Angkatan Darat Sebut Dua Roket Telah Ditembakkan Dari Jalur Gaza ke Israel

Devi 27 Jun 2020, 09:53
Angkatan Darat Sebut Dua Roket Telah Ditembakkan Dari Jalur Gaza ke Israel
Angkatan Darat Sebut Dua Roket Telah Ditembakkan Dari Jalur Gaza ke Israel

RIAU24.COM -  Militer Israel mengatakan dua roket telah ditembakkan dari Jalur Gaza yang dikepung ke arah Israel di tengah meningkatnya ketegangan ketika pemerintah Perdana Menteri Benjamin Netanyahu bersiap untuk mengumumkan langkah pertamanya dalam rencana kontroversial untuk mencaplok bagian-bagian Tepi Barat yang diduduki.

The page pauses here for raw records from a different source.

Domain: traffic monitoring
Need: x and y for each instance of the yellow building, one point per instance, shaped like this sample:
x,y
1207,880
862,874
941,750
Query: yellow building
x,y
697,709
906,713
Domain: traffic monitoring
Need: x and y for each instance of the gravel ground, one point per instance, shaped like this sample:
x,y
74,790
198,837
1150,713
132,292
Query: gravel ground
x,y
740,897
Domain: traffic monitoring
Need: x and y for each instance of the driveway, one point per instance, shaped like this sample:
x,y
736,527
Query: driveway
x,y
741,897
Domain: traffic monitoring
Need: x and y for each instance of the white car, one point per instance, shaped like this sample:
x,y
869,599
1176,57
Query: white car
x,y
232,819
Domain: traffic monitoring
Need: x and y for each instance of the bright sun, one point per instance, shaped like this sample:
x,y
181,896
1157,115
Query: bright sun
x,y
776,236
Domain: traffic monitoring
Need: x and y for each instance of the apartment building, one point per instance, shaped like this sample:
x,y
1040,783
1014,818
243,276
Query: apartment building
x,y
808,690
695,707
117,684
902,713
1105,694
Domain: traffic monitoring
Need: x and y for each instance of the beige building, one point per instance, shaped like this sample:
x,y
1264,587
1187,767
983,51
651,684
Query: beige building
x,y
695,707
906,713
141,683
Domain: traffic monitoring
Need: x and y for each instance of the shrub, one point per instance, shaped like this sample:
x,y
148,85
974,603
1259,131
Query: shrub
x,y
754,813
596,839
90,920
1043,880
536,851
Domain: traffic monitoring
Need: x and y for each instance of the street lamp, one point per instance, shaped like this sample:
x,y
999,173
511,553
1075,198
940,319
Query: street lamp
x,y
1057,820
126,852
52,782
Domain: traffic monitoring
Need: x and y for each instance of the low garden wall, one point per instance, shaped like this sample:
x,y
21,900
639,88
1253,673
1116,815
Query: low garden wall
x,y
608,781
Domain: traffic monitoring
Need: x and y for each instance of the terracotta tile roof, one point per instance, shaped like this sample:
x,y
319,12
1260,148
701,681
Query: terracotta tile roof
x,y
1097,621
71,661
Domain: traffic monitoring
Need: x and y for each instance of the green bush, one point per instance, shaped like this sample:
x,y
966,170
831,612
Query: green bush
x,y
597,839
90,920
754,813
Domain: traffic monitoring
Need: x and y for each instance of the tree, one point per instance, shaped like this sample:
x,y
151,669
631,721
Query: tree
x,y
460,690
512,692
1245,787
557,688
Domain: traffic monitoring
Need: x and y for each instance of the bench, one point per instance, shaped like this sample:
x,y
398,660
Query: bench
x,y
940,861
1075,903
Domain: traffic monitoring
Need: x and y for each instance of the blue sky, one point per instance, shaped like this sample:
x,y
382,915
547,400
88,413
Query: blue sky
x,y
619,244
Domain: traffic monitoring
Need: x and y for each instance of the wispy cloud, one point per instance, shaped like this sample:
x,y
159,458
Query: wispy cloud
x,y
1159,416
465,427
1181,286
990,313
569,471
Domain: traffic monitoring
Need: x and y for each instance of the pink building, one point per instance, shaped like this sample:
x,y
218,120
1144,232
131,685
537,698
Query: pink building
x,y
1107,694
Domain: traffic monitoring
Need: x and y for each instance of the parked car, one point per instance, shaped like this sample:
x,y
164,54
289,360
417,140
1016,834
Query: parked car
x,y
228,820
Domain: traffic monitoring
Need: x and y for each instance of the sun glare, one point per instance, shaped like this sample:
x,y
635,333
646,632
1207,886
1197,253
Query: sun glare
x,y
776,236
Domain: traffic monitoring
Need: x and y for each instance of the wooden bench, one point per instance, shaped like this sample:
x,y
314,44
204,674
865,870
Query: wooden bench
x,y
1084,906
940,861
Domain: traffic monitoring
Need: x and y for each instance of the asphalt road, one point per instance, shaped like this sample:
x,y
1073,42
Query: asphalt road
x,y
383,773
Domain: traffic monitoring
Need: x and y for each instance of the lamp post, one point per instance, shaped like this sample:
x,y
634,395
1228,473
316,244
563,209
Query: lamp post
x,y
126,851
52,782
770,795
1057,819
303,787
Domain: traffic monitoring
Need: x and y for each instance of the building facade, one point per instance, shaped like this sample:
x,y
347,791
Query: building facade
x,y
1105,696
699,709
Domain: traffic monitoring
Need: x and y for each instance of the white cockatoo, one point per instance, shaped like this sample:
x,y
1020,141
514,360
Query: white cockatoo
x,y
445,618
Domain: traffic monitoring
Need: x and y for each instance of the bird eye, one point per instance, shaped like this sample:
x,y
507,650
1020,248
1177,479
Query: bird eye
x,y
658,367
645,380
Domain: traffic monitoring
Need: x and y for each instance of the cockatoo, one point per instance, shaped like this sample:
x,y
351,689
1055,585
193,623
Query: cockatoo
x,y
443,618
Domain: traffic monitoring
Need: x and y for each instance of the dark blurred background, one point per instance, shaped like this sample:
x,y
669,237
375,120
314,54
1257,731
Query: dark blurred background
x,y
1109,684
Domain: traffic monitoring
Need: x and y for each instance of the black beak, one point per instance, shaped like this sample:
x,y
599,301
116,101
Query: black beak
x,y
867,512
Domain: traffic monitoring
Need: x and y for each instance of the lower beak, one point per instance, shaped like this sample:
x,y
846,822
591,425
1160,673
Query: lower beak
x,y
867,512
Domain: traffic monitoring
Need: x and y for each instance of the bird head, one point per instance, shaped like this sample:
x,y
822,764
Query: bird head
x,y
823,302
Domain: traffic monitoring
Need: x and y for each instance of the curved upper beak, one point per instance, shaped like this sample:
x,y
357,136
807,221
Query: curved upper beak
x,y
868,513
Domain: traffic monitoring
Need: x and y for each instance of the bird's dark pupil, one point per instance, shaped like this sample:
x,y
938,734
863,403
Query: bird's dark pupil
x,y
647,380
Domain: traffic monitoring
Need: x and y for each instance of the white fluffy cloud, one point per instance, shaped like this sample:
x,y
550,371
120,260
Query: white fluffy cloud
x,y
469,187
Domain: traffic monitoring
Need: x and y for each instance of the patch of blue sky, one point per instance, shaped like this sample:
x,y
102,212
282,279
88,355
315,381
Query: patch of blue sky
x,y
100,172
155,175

Sirene terdengar di distrik Israel Sderot Jumat malam, kata petugas medis. Itu adalah tembakan roket pertama yang dilaporkan dari Jalur Gaza, yang dikelola oleh Hamas, sejak awal Mei

Tidak ada laporan cedera atau kerusakan di daerah tersebut. Itu terjadi sehari setelah sayap bersenjata Hamas memperingatkan rencana aneksasi Israel sama dengan "deklarasi perang".

Dimulai segera pada 1 Juli, pemerintah Netanyahu dapat mulai mencaplok wilayah-wilayah di Tepi Barat yang diduduki dan Lembah Jordan yang secara strategis penting sejalan dengan rencana Presiden Amerika Serikat Donald Trump untuk Timur Tengah. Rencana tersebut mengusulkan untuk mendirikan negara Palestina yang terdemiliterisasi di atas tambal-tambal wilayah Palestina yang terputus-putus, tidak termasuk Yerusalem Timur yang diduduki, yang diklaim Palestina sebagai ibu kota negara yang telah lama mereka cari.

Proposal tersebut telah ditolak seluruhnya oleh Palestina dan secara luas dikutuk oleh komunitas internasional.

Mohammad Shtayyeh, perdana menteri Otoritas Palestina (PA) yang berbasis di Ramallah, menyebut rencana aneksasi itu sebagai "ancaman eksistensial" dan mengatakan Palestina akan merespons dengan tindakan mereka sendiri. PA telah membatalkan semua perjanjian dengan Israel dan AS.

Sementara itu, PBB dan Uni Eropa mengatakan rencana itu mengancam kemungkinan mencapai kesepakatan damai dalam konflik Israel-Palestina yang telah berlangsung lama. Negara-negara Arab juga telah memperingatkan bahwa aneksasi yang direncanakan dapat mempengaruhi keamanan di wilayah tersebut.

Hamas dan Israel telah terlibat tiga perang dalam beberapa tahun terakhir, dengan yang terbaru pada tahun 2014 menewaskan 2.251 warga Palestina dan 74 orang di pihak Israel.